ANNAPOLIS – Portable toilets are a fact of life. And Maryland Delegate John G. Trueschler has nothing against them.
“By the time you get to be an adult you have probably been in half a dozen portable toilets,” Trueschler said.
What gets under his skin is not having a place to wash his hands.
Trueschler, R-Baltimore County, coaches children’s soccer on fields where portable toilets are often the only facilities.
“You’ve got little kids playing soccer and they go to slap their teammates’ high-five . . . then they all go get burgers,” Trueschler said. “The people using these things should have some means of washing their hands.”
To combat the grime, Trueschler has proposed legislation that would require all portable toilets in Maryland to include some kind of hand washing facility.
He got the idea after using a waterless soap dispenser in a portable toilet at a soccer game. Afterwards he called toilet rental companies and was told that several types of hand washing facilities were available but not mandatory. He could not find any state or local health agencies that had regulations about washing facilities in portable toilets.
“It’s embarrassing that we don’t have any regulations in place,” he said.

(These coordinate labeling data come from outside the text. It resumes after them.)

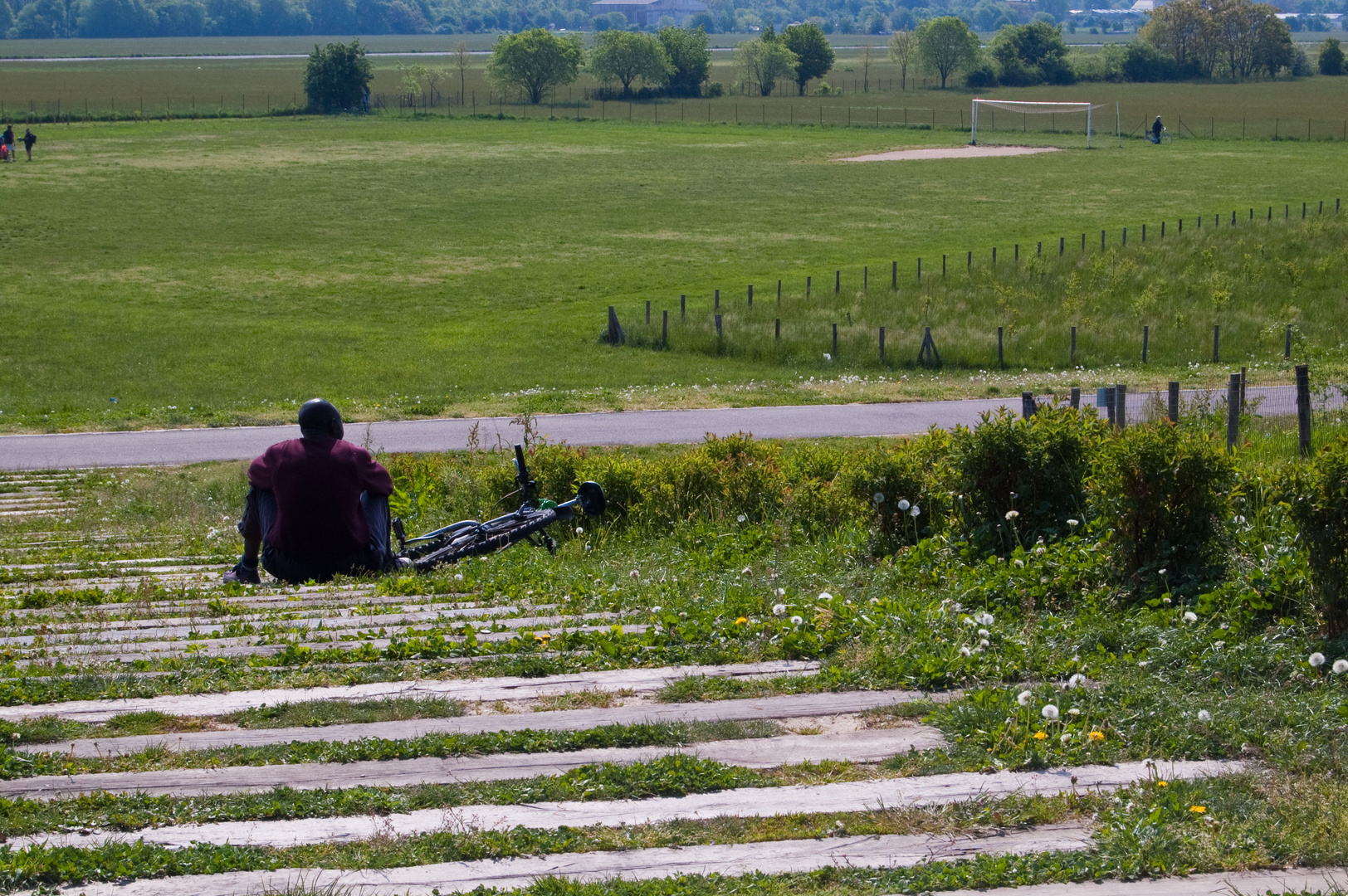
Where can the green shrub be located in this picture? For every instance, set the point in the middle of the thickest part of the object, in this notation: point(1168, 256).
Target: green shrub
point(1320, 511)
point(911, 481)
point(1165, 494)
point(1022, 480)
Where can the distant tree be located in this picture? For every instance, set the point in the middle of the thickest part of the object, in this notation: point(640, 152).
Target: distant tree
point(1185, 32)
point(627, 56)
point(1331, 56)
point(946, 45)
point(702, 21)
point(462, 60)
point(45, 19)
point(1032, 54)
point(691, 61)
point(181, 19)
point(118, 19)
point(332, 17)
point(1240, 30)
point(534, 62)
point(762, 61)
point(903, 51)
point(814, 54)
point(1274, 49)
point(232, 17)
point(337, 75)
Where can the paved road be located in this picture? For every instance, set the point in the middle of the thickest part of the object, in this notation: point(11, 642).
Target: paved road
point(626, 427)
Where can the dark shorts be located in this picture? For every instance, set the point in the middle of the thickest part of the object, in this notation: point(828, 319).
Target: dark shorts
point(261, 512)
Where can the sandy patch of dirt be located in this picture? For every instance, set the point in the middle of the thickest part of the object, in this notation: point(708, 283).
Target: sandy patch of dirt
point(948, 153)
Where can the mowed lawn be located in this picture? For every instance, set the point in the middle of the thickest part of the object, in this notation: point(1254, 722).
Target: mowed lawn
point(218, 269)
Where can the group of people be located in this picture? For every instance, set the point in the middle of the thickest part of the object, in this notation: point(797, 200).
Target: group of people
point(7, 151)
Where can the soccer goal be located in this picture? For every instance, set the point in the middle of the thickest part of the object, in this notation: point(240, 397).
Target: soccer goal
point(1017, 118)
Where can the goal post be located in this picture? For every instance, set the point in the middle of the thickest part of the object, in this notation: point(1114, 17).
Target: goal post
point(1053, 110)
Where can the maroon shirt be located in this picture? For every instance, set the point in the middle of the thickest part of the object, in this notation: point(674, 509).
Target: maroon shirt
point(317, 483)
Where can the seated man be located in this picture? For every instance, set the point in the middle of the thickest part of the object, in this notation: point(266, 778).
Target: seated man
point(319, 505)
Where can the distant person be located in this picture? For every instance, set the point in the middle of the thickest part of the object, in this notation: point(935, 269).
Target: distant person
point(317, 507)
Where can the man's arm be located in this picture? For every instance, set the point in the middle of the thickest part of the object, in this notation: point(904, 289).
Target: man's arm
point(374, 477)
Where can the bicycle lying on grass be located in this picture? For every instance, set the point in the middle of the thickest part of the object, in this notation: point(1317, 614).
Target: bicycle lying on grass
point(471, 538)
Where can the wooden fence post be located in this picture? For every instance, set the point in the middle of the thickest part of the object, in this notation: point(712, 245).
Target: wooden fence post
point(1304, 410)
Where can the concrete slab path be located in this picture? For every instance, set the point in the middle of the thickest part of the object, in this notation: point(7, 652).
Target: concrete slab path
point(771, 857)
point(574, 720)
point(468, 690)
point(766, 802)
point(760, 752)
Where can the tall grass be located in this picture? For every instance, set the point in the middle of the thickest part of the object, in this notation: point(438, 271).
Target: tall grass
point(1254, 279)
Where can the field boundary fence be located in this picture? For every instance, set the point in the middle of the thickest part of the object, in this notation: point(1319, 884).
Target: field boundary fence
point(833, 110)
point(732, 324)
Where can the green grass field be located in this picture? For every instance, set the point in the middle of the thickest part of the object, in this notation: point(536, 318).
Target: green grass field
point(216, 271)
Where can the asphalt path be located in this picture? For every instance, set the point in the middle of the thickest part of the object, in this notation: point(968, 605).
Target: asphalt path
point(619, 427)
point(77, 450)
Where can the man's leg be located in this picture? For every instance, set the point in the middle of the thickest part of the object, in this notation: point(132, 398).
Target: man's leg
point(259, 514)
point(378, 520)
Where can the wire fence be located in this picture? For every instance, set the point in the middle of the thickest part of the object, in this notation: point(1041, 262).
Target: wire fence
point(786, 324)
point(838, 110)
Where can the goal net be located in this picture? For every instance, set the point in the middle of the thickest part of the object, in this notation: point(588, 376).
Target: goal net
point(1004, 120)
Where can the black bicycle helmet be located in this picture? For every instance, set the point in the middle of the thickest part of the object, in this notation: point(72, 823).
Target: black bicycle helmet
point(319, 418)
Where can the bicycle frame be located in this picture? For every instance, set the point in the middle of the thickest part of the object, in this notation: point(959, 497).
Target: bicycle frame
point(471, 538)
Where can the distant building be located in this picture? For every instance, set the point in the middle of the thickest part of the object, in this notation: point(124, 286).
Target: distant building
point(648, 12)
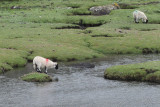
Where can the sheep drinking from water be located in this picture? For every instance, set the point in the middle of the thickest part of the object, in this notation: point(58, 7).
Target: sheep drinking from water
point(40, 63)
point(139, 15)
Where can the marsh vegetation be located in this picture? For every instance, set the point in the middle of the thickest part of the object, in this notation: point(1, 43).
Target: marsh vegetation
point(64, 30)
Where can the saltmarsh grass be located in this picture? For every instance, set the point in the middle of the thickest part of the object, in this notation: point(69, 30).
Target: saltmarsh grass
point(39, 27)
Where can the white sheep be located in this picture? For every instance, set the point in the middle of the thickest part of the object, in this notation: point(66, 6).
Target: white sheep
point(139, 15)
point(40, 63)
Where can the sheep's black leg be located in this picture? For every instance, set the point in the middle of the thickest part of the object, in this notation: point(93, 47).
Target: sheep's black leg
point(45, 69)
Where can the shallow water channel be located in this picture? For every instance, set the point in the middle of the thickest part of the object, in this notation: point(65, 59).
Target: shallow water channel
point(80, 87)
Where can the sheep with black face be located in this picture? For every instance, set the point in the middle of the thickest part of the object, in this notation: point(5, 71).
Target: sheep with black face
point(137, 15)
point(40, 63)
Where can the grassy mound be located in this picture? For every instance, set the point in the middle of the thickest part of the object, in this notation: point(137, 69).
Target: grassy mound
point(36, 77)
point(64, 30)
point(148, 71)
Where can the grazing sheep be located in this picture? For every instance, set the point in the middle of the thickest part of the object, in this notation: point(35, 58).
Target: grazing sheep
point(139, 15)
point(40, 62)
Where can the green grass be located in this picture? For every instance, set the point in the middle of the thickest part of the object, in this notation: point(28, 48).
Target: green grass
point(36, 77)
point(64, 30)
point(148, 71)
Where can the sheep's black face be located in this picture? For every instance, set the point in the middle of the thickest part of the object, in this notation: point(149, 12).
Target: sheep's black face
point(56, 66)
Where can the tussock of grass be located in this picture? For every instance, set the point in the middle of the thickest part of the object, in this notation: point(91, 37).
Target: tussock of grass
point(36, 77)
point(149, 71)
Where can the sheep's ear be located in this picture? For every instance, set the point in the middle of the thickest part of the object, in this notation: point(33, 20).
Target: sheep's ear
point(56, 66)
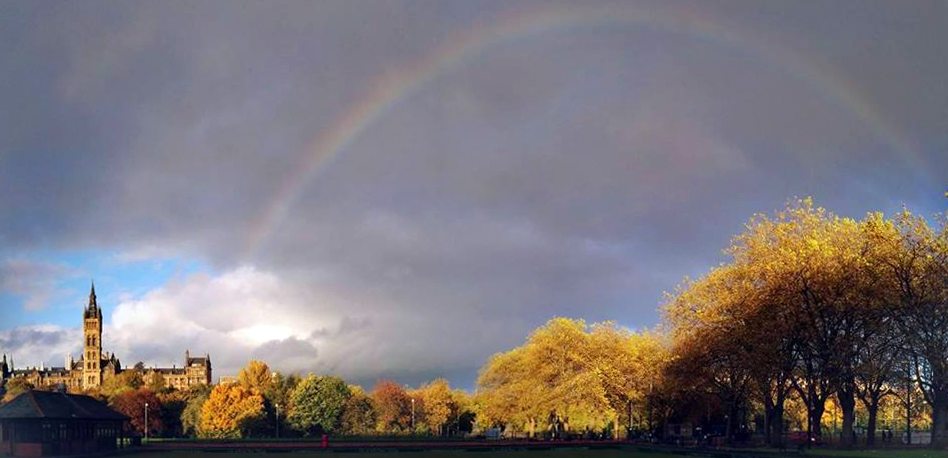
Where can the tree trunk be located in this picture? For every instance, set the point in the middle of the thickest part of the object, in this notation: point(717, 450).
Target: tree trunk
point(776, 425)
point(873, 409)
point(816, 416)
point(939, 417)
point(847, 402)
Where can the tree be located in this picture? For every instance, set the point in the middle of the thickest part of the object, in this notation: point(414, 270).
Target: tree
point(191, 415)
point(358, 417)
point(916, 257)
point(124, 381)
point(565, 378)
point(256, 376)
point(318, 404)
point(278, 396)
point(231, 412)
point(438, 405)
point(392, 407)
point(132, 403)
point(15, 387)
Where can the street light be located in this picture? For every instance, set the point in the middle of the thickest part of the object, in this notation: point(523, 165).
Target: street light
point(278, 420)
point(146, 422)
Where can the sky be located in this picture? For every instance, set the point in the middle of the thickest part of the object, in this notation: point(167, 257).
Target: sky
point(401, 189)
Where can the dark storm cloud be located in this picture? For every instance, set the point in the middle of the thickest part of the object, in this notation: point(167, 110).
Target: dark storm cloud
point(36, 282)
point(578, 172)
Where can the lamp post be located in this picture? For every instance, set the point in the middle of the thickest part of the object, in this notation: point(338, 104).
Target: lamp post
point(146, 422)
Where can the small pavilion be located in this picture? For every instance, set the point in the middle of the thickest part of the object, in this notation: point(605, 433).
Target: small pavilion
point(40, 423)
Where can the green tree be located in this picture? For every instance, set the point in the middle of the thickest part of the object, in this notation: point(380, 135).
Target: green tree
point(359, 416)
point(132, 403)
point(318, 404)
point(191, 415)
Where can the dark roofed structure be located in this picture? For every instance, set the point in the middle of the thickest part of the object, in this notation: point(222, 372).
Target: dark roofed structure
point(40, 423)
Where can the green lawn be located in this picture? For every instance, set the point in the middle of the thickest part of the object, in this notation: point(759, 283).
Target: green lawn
point(883, 453)
point(554, 453)
point(563, 453)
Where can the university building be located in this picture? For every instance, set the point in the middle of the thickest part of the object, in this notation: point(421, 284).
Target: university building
point(96, 367)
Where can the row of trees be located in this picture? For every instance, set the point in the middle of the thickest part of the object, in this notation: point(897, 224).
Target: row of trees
point(569, 377)
point(267, 403)
point(816, 308)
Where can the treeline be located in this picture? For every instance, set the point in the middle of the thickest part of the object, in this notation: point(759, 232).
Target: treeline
point(815, 310)
point(263, 403)
point(813, 319)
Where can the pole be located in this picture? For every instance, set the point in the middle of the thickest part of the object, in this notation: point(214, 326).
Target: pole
point(908, 413)
point(651, 428)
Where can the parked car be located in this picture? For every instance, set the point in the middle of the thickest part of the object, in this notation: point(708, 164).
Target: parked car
point(799, 438)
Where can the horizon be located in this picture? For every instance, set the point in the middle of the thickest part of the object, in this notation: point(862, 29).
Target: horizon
point(400, 190)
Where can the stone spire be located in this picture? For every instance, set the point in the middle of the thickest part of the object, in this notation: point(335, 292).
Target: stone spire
point(92, 303)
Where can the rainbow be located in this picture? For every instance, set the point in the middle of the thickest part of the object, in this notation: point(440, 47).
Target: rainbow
point(395, 87)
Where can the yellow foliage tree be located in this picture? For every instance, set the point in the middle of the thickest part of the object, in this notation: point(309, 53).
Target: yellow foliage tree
point(256, 376)
point(231, 411)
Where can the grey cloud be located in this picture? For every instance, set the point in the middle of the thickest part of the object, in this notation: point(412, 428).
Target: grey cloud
point(577, 171)
point(35, 281)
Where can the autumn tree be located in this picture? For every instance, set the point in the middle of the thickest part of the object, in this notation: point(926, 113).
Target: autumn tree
point(566, 377)
point(358, 416)
point(191, 415)
point(256, 376)
point(318, 404)
point(15, 387)
point(132, 403)
point(124, 381)
point(438, 405)
point(392, 407)
point(231, 412)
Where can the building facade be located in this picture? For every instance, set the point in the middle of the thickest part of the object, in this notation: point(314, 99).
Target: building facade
point(96, 367)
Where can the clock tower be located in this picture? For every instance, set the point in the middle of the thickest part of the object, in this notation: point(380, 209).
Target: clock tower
point(92, 350)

Scientific research supports the common-sense message that Trueschler said he learned from his parents: washing your hands after using the bathroom and before eating helps prevent illness.
According to the Centers for Disease Control and Prevention, hand washing prevents colds and other more serious diseases such as hepatitis A, meningitis and infectious diarrhea.
Yet CDC estimates that one in three people do not wash their hands after using the restroom.
“I’m not one to feel that you have to open doors with your elbows and cover your hands,” said Stuart Levy, an expert on hand washing and antibiotic resistant bacteria at Tufts University. “But you should wash your hands whether you use a public bathroom or a private bathroom.”
Levy said there is no evidence that any one type of soap is better at killing germs. He said bar soap and alcohol-based liquid soaps work well
“Just a good sudsy soap and water, you don’t need anything else in it,” he said.
In fact, some researchers are concerned that certain types of antibacterial soaps might encourage the development of antibiotic resistance in bacteria.
Laboratory studies have shown that triclosan – the active ingredient in many of these soaps – and other similar compounds have allowed resistant bacteria to develop, Levy said.
But he does think the marketing of antibacterial soaps to the consumer market has made people more conscious of hand hygiene.
Trueschler said his proposal would leave the choice of what kind of soaps and facilities would be required up to the experts in Maryland’s state health care agencies.
If antibiotic soap is ill-advised, he said, a bar of soap and some water would suit him fine.
“It’s such a simple thing to do,” he said.
There are an estimated 1.4 million portable toilets in use worldwide, according to Portable Sanitation Association International, an association of toilet rental companies.
People throwing special events like weddings or parties usually pay an extra $10 to $30 to get a washing facility, said William Venizelos, the owner of Cheryl’s Chalets, a Glen Burnie rental company whose motto is “Where you go . . . we go!!”
He said construction companies, one of the major users of portable toilets, rarely rent more than the basic toilet and often provide the bare minimum number of toilets for workers.
Venizelos said the industry recommends that construction sites be outfitted with one toilet per 10 workers, assuming a 40-hour work week. But Maryland follows federal regulations that require construction companies to provide only one toilet for every 20 workers.
“Most of the contractors will try to get away with one,” he said.
William Carroll, president of Portable Sanitation Association International, supports Trueschler’s proposal. “Every time you go into your house you expect to be able to wash your hands,” he said. “Why wouldn’t we expect it for construction workers and the general public?”